[RFC v2 68/83] File operation: copy-on-write write.
From: Andiry Xu
Date: Sat Mar 10 2018 - 13:27:43 EST
From: Andiry Xu <jix024@xxxxxxxxxxx>
If the file is not mmaped, NOVA performs copy-on-write.
The CoW is composed of parts:
1. Allocate contiguous data pages.
2. Copy data from user buffer to the data pages.
If the write is not aligned to page size, also copy data from existing
pmem pages.
3. Allocate and initialize a file write item, add it to a linked list.
4. Repeat 1 - 3 until the whole user data is copied to pmem pages.
5. Commit the list of file write items to the log and update the radix tree.
6. Update log tail pointer once all the items are committed.

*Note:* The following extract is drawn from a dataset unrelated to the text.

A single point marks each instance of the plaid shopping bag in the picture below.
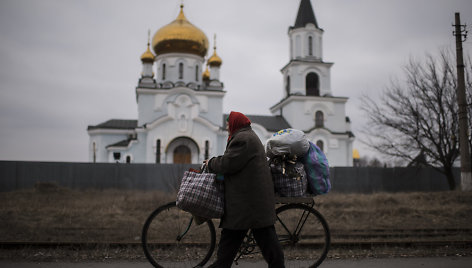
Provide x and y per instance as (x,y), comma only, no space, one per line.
(201,194)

Signed-off-by: Andiry Xu <jix024@xxxxxxxxxxx>
---
fs/nova/dax.c | 149 +++++++++++++++++++++++++++++++++++++++++
fs/nova/file.c | 208 +++++++++++++++++++++++++++++++++++++++++++++++++++++++++
fs/nova/nova.h | 8 +++
3 files changed, 365 insertions(+)
diff --git a/fs/nova/dax.c b/fs/nova/dax.c
index 1669dc0..9561d8e 100644
--- a/fs/nova/dax.c
+++ b/fs/nova/dax.c
@@ -22,6 +22,113 @@
#include "inode.h"
+static inline int nova_copy_partial_block(struct super_block *sb,
+ struct nova_inode_info_header *sih,
+ struct nova_file_write_entry *entry, unsigned long index,
+ size_t offset, size_t length, void *kmem)
+{
+ void *ptr;
+ int rc = 0;
+ unsigned long nvmm;
+
+ nvmm = get_nvmm(sb, sih, entry, index);
+ ptr = nova_get_block(sb, (nvmm << PAGE_SHIFT));
+
+ if (ptr != NULL) {
+ if (support_clwb)
+ rc = memcpy_mcsafe(kmem + offset, ptr + offset,
+ length);
+ else
+ memcpy_to_pmem_nocache(kmem + offset, ptr + offset,
+ length);
+ }
+
+ /* TODO: If rc < 0, go to MCE data recovery. */
+ return rc;
+}
+
+static inline int nova_handle_partial_block(struct super_block *sb,
+ struct nova_inode_info_header *sih,
+ struct nova_file_write_entry *entry, unsigned long index,
+ size_t offset, size_t length, void *kmem)
+{
+ struct nova_sb_info *sbi = NOVA_SB(sb);
+
+ if (entry == NULL) {
+ /* Fill zero */
+ if (support_clwb)
+ memset(kmem + offset, 0, length);
+ else
+ memcpy_to_pmem_nocache(kmem + offset,
+ sbi->zeroed_page, length);
+ } else {
+ nova_copy_partial_block(sb, sih, entry, index,
+ offset, length, kmem);
+
+ }
+ if (support_clwb)
+ nova_flush_buffer(kmem + offset, length, 0);
+ return 0;
+}
+
+/*
+ * Fill the new start/end block from original blocks.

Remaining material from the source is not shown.